Winds over the Great Basin first waved a 36-star U.S. flag in the autumn months of 1864 at a place soldiers there described as the “worst post in the West.”
Several months before the 36-star banner became official on July 4, 1865, Nevada volunteer soldiers at Fort Ruby — a remote outback post in White Pine County — hand-painted Old Glory on cloth and raised the colors immediately following Nevada statehood.
That flag, which resides in “The Vault” at Nevada State Archives, will be on display at 10:30 a.m. Tuesday for the Nevada National Guard’s 18th annual Flag Day and U.S. Army birthday celebration at the Nevada Veterans Memorial on Capitol grounds, 101 N. Carson St. in Carson City.
The event begins with opening remarks from Nevada author and longtime Reno Gazette-Journal journalist Guy Clifton. Nevada Army Guard Brig. Gen. Zachary Doser and retired Col. Tyrus Cobb, an international policy advisor who worked for presidents Jimmy Carter and Ronald Reagan, will also speak. The event will include a color guard and a cake commemorating the U.S. Army’s 241st birthday.
As for the 36-star flag, it’s shown only rarely for special events. In 2014, the Nevada Museum of Art displayed the flag as part of its 2014 exhibit “The 36th Star: Nevada’s Journey from Territory to State.” On Tuesday, the flag will make its first public appearance since the exhibit.
“As far as the evidence shows — I’ve been through most of the sources — this is the only one that comes out (as the first 36-star flag flown in Nevada),” said Jeff Kintop, administrator of the Nevada State Library, Archives and Public Records. “We bring it out when people want to see it, but we don’t have it on exhibit anymore. It is rare that you will be able to see it on Flag Day.”
The flag was likely locally made at Fort Ruby given it was painted on cloth, a rarity for flags, Kintop said. Additionally, it was raised months before the 36-star flag became official. Changes to the U.S. flag become official every July 4 following the admission of a new state. The 36-star flag became official on July 4, 1865. Nebraska entered the Union as the 37th state in 1867.
For about a century, the 36-star flag flown at Fort Ruby remained the possession of an Ohio family, descendants of the fort’s doctor, John W. Long. He served at the post from 1863-1866. It was finally returned to Nevada by the family in 1965, one year after the state’s centennial.
“The Fort Ruby flag is really an incredible artifact and one that probably most Nevadans have never had the opportunity to see in person,” Clifton said. “To know that it has been preserved for more than 150 years is really something special.”

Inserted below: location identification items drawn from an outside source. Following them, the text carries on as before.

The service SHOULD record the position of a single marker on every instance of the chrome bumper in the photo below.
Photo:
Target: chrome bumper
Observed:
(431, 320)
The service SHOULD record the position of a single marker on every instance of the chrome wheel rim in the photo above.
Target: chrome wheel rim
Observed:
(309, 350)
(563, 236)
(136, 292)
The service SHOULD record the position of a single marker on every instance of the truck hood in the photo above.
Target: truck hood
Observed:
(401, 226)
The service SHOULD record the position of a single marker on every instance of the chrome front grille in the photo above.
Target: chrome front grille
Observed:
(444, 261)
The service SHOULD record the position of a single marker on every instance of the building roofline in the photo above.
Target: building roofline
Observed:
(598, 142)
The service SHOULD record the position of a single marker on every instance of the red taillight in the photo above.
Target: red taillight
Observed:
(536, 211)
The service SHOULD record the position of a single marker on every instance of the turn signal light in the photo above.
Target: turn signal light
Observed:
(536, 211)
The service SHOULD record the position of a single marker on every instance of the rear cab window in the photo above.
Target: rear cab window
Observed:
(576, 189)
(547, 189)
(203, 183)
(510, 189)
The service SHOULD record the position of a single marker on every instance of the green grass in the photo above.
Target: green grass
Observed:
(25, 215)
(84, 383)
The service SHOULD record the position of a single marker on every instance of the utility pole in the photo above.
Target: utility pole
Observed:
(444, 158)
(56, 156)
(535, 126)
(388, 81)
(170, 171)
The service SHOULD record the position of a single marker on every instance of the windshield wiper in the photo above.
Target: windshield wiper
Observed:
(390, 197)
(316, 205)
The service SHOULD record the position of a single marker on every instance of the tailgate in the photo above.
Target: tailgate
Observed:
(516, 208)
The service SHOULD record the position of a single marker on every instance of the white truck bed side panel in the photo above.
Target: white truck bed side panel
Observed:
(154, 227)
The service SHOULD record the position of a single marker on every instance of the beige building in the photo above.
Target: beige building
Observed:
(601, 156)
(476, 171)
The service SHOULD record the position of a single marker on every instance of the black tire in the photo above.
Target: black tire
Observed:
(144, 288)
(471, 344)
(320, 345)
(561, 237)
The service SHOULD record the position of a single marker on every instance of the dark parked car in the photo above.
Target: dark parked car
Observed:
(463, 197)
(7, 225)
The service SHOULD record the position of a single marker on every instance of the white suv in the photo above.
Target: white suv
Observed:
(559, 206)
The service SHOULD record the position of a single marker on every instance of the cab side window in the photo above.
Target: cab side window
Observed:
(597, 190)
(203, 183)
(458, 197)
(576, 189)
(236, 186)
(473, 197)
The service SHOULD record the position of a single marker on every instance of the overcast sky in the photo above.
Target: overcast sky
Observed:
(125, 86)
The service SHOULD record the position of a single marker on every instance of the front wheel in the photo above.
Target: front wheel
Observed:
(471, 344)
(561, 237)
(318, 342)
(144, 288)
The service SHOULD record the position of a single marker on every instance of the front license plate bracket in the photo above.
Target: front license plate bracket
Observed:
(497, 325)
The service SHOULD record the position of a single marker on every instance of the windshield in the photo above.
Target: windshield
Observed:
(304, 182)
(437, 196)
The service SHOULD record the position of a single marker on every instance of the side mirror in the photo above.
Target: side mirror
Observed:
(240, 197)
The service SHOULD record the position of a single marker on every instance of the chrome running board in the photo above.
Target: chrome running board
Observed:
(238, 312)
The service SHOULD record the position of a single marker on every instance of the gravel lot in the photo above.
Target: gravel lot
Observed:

Two years after construction in 1862, Fort Ruby became the first fort composed entirely of Nevada volunteers, the origins of the present-day Nevada National Guard. Anywhere from 100 to 300 soldiers could be found there, including Company B, 1st Nevada Volunteers, before the fort closed in 1869.
“The Nevada National Guard looks forward to putting on this event for the public every year to honor the flag that so many men and women have sacrificed their lives for,” said Lt. Col. Mickey Kirschenbaum, the Nevada National Guard’s state public affairs officer. “It’s also a chance to celebrate the Army’s birthday — now 241 years old.”
The U.S. Army is two years older than the U.S. Flag. A resolution of the Continental Congress authorized 10 companies of riflemen on June 14, 1775, giving birth to the U.S. Army. Two years later, the Continental Congress passed the first Flag Act and adopted the stars-and-stripes design as the nation’s flag. In 1949, President Harry S. Truman signed an act of Congress designating June 14 as National Flag Day.